Sammy had broken into a cold sweat and was quite visibly shaking. His voice had suddenly gone all high pitched and shaky. “I swear to you Norm, I’ll have it by next week. Just gimme a chance to get it all together.” He was trying to bluff his way out of it and suddenly came up with an idea.
“I’ve got this tip on a horse – it’s running on Wednesday. It’s a dead cert. All I have to do is get down to the bookies and I’ll have the money for you. Come on lads, you know me. Would I ever pull a fast one on yez?”
Norman and Billy were having none of it. It was now Billy’s turn.
“By the way, Sam, Wee Bobby doesn’t like being cheated at snooker and what’s this I hear about you and my Debbie?”
Sammy turned white. “I don’t know what you’re on about!”
“Well this might help jog your memory” said Norm as he landed a powerful blow to Sammy’s face, felling him instantly.
“Come on lads, Jesus!” Sammy protested, rubbing his swelling cheek.
Billy laughed as the baseball bats got to work. He continued his taunts. “By the way I like the tattoo, Sam. Must have set you back a few bob. Put it like this. The money’s not for us. It all goes into the organisation, so in a way you’re taking a beating for God and Ulster!”
Sammy called out in vain. “Cúchulainn! Come on, I need your help, mate! Please!”
But the ancient defender of Ulster had disappeared.
Sammy’s screams were drowned out by the beat of the Lambeg drum and the shouts of drunken revellers. A large crowd had assembled around the bonfire which was now blazing away. A cheer arose as Karol Woytyla, the former Bishop of Krakow went up in flames.
The crowd was oblivious to the radio news bulletin coming from a nearby house.
“You’re tuned to Radio Ulster and here is the news read by Wendy McNesbitt. The General Post Office in Dublin has tonight reported the theft of a valuable statue.
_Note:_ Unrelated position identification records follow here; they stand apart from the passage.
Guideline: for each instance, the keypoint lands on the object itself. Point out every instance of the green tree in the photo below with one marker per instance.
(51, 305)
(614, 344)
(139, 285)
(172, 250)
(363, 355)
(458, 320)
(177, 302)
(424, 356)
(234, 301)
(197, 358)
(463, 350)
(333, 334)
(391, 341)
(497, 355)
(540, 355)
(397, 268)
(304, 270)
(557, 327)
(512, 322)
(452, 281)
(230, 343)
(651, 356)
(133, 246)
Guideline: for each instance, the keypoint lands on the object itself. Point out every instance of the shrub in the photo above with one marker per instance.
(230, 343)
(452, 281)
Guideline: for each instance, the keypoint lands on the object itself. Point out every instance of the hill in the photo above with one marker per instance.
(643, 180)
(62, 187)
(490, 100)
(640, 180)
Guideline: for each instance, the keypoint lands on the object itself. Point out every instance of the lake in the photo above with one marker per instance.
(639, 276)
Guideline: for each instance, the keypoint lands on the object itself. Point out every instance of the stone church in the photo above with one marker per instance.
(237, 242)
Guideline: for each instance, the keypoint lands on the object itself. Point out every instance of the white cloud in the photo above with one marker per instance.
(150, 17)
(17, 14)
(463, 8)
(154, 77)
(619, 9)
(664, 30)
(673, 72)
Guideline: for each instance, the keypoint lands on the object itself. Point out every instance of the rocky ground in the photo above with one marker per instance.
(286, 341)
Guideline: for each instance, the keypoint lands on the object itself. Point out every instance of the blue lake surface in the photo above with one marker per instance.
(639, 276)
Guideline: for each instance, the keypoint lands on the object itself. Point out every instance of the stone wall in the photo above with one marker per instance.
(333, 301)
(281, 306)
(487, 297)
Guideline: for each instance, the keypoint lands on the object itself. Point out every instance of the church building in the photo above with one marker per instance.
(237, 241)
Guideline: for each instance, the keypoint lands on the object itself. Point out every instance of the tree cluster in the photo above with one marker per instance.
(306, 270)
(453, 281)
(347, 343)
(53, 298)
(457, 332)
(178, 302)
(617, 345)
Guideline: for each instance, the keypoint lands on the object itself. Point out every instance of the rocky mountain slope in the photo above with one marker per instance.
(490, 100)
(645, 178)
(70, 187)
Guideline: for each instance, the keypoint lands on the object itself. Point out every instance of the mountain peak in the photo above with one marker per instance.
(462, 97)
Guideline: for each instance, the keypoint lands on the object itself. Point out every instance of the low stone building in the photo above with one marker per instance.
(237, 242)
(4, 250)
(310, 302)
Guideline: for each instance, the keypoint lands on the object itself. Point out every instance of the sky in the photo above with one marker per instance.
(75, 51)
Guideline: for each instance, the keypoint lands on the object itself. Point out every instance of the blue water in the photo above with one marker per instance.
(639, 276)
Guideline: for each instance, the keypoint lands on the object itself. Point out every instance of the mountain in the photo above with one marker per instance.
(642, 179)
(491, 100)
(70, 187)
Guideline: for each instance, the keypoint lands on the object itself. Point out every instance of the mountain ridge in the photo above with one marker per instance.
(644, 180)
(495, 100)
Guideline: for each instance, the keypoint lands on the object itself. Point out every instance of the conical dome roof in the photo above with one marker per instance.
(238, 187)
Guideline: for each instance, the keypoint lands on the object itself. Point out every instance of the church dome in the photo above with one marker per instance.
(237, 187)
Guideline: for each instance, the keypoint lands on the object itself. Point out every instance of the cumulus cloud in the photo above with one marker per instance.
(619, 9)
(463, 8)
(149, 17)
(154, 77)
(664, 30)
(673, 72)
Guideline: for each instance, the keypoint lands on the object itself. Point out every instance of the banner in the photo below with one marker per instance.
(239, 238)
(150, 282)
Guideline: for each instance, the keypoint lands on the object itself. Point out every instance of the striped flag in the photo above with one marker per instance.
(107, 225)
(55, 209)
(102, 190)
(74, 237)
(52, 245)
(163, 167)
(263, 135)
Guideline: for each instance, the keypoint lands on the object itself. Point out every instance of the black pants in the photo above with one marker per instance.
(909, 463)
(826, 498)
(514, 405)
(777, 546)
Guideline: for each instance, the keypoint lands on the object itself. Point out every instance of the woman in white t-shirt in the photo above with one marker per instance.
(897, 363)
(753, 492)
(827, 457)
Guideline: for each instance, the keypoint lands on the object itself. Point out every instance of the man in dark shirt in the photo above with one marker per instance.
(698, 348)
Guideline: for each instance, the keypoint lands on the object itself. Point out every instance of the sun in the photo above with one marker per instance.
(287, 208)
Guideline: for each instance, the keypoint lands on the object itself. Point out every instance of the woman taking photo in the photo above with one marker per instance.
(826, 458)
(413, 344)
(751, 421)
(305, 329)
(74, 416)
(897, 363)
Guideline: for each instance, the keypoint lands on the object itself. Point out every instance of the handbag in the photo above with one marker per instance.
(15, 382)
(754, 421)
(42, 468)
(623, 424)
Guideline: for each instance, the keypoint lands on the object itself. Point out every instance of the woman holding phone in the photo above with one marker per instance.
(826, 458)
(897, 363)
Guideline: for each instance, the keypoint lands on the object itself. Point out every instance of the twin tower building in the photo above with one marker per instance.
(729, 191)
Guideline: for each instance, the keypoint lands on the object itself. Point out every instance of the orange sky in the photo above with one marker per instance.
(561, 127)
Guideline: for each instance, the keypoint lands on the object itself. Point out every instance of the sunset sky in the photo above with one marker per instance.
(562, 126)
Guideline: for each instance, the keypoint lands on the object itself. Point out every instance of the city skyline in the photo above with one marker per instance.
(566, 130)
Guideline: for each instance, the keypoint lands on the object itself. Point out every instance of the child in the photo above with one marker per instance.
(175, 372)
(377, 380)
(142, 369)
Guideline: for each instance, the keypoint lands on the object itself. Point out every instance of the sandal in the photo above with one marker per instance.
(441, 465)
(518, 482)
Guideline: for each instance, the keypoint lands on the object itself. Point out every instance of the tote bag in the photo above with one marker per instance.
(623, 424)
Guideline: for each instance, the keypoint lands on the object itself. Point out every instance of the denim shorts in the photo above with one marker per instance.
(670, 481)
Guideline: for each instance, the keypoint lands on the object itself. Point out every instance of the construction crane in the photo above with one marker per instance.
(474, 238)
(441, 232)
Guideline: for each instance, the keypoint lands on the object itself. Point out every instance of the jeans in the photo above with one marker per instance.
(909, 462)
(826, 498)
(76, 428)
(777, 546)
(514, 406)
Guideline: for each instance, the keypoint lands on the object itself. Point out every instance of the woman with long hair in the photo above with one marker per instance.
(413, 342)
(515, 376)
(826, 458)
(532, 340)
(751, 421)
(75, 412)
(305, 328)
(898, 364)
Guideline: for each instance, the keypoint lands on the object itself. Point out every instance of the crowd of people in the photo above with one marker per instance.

The marble figure of Cúchulainn, mythological warrior hero of ancient Ulster went missing from the premises. There were no signs of forced entry and Garda forensic experts are baffled as to the statue’s mysterious disappearance. Both Loyalist and Republican sources have denied any involvement in the crime.” Meanwhile Sammy’s screams continued on into the night. Cúchulainn may well have returned home, but where was he when you needed him?